Figure GDA0002391244090000051
Performing division operation;
the Transformer encoder copies three input copies, uses three different symbols of { Q, K, V } to represent, through the inquiry to the key, calculates the different attention degrees that should be given to different keys; then, the values corresponding to the keys are taken out and the 'values' are added up to form an output according to the calculated weights;
the transform multi-head zoom point-times-attention mechanism calculation process is illustrated as follows: the dimensionality of the query q and the key k value v is dkFirst, the dot product of q and k is calculated, and then the result is divided by
Figure GDA0002391244090000052
Then converting the result into a probability value by a softmax function, and finally multiplying the value v by the probability value to obtain the operation output of multiplying the zoom point by the attention; putting a plurality of queries Q together to form a matrix Q, and enabling an attention function to act on the queries simultaneously; the key K and corresponding value V are also placed in matrices K and V, respectively, and the attention-affected matrix output is calculated using the following equation:
Figure GDA0002391244090000053
it is a further object of the invention to provide a computer program applying said method of deep dynamic contextual word representation.
Another object of the present invention is to provide an information data processing terminal implementing the method for deep dynamic contextual word representation.
It is another object of the invention to provide a computer-readable storage medium comprising instructions which, when run on a computer, cause the computer to perform the method of depth dynamic context word representation.
In summary, the advantages and positive effects of the invention are: the dynamic word representation model based on the depth context abandons the method that the current mainstream word representation models CBOW, Skip-Gram, FastText and GloVe use fixed vectors as word representation, increases the concept of context dynamic, and can solve the problem of word ambiguity.
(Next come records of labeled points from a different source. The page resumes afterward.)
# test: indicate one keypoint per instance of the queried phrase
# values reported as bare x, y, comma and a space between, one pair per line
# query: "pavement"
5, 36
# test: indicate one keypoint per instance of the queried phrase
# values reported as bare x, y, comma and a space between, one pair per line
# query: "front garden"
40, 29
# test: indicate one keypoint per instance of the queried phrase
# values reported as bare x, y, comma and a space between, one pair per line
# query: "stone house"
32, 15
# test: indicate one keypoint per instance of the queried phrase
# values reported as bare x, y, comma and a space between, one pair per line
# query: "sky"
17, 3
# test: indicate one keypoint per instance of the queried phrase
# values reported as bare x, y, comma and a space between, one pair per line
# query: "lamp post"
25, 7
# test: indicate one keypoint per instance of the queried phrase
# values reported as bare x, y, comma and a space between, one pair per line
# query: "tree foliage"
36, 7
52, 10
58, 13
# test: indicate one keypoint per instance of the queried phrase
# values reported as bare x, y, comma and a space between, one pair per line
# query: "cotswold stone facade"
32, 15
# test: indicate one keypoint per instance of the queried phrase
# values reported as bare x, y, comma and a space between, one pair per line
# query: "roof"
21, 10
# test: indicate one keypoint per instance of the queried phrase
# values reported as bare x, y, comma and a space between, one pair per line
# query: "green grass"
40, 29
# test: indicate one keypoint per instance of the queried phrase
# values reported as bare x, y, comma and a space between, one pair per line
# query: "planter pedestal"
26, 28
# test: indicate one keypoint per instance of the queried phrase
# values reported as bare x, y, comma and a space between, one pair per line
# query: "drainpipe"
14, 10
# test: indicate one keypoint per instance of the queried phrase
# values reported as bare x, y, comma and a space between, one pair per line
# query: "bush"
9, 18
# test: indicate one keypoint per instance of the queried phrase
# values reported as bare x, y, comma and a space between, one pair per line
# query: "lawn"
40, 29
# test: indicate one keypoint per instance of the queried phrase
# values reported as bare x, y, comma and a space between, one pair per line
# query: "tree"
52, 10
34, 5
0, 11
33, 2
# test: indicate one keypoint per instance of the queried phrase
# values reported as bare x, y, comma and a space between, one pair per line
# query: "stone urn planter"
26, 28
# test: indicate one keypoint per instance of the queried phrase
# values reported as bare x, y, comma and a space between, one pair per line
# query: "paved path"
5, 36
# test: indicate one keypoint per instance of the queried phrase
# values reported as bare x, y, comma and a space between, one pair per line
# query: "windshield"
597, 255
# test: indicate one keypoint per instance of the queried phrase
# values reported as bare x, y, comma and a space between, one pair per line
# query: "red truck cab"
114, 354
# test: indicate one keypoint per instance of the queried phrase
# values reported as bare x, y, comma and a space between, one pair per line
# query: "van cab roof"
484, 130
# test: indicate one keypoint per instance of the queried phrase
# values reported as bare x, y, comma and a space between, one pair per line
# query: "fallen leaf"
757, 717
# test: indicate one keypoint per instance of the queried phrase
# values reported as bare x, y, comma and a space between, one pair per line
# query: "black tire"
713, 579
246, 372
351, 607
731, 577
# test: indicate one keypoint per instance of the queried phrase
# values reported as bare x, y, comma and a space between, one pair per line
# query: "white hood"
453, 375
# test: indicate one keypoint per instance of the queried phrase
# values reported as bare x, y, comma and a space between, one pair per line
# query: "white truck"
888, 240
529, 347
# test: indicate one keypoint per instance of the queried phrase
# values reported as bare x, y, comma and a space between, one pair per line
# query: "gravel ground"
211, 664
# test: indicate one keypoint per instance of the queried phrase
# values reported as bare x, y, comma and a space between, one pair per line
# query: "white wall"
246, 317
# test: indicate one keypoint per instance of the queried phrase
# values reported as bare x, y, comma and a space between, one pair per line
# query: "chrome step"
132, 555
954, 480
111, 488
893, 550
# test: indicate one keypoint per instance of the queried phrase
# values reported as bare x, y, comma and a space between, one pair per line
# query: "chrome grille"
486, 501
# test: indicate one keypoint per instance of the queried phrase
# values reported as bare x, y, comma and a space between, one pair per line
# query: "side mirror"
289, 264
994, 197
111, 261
The deep dynamic context word expression model is a multilayer neural network, and each layer of the network captures context information (grammar information, semantic information and the like) of each word in an input sentence from different angles; then giving different weights to each layer of the network through a layer attention mechanism; finally, the word expressions of different levels are combined to form the context expression of the words according to the weights. Firstly, pre-training a model by using label-free data; and then applied to various specific tasks. The word representation generated by the model carries out three tasks of logical reasoning (MultiNLI), named entity recognition (CoNLL2003) and reading and understanding task (SQuAD) on the public data set, and is respectively improved compared with the existing model.
The invention provides a deep dynamic context word expression model structure DyCoWor, which is a shielding language model and is composed of multiple layers of transform encoders with context encoding capability. This is in contrast to the study of ELMo, which uses BilSTM using multiple layers. Dycower eliminates the need for many task-specific, highly engineered model structures, better than many task-specific structured models. The performance index of the DyCoWor is improved in 3 natural language processing tasks. In the ablation experiment, the model layer attention mechanism and the relation between the number of the neural network layers and the expression quality of the words generated by the model are further analyzed. The code and pre-trained model of the present invention have been released to GitHub for broader application.
The method adopts the idea of generating word embedding by the internal state of a language model neural network in ELMo, expands the original framework, replaces a BilSTM encoder in the model with a transform encoder which can perform parallel computation and has context coding capability, introduces a multi-layer attention mechanism, fuses word representation information of different layers of the neural network, and generates word vectors with context meaning. In the experimental part, the effect of the DyCoWor (deep textured word representation) and the popular Glove, Cove and ELMo word embedding methods proposed by the invention are compared in detail. Pre-trained word embedding, which is considered an integral part of modern NLP (natural language processing) systems, provides significantly better results than learning from scratch.
Drawings
FIG. 1 is a flow diagram of a method for deep dynamic contextual word representation provided by an embodiment of the present invention.
Fig. 2 is a schematic diagram of an occlusion language model according to an embodiment of the present invention.
FIG. 3 is a diagram of a deep dynamic context word representation model structure provided by an embodiment of the invention.
Fig. 4 is a schematic diagram of a multi-head point-by-point attention mechanism according to an embodiment of the present invention.
Fig. 5 is a schematic diagram comparing the word embedding method with the popular word embedding method according to the embodiment of the present invention.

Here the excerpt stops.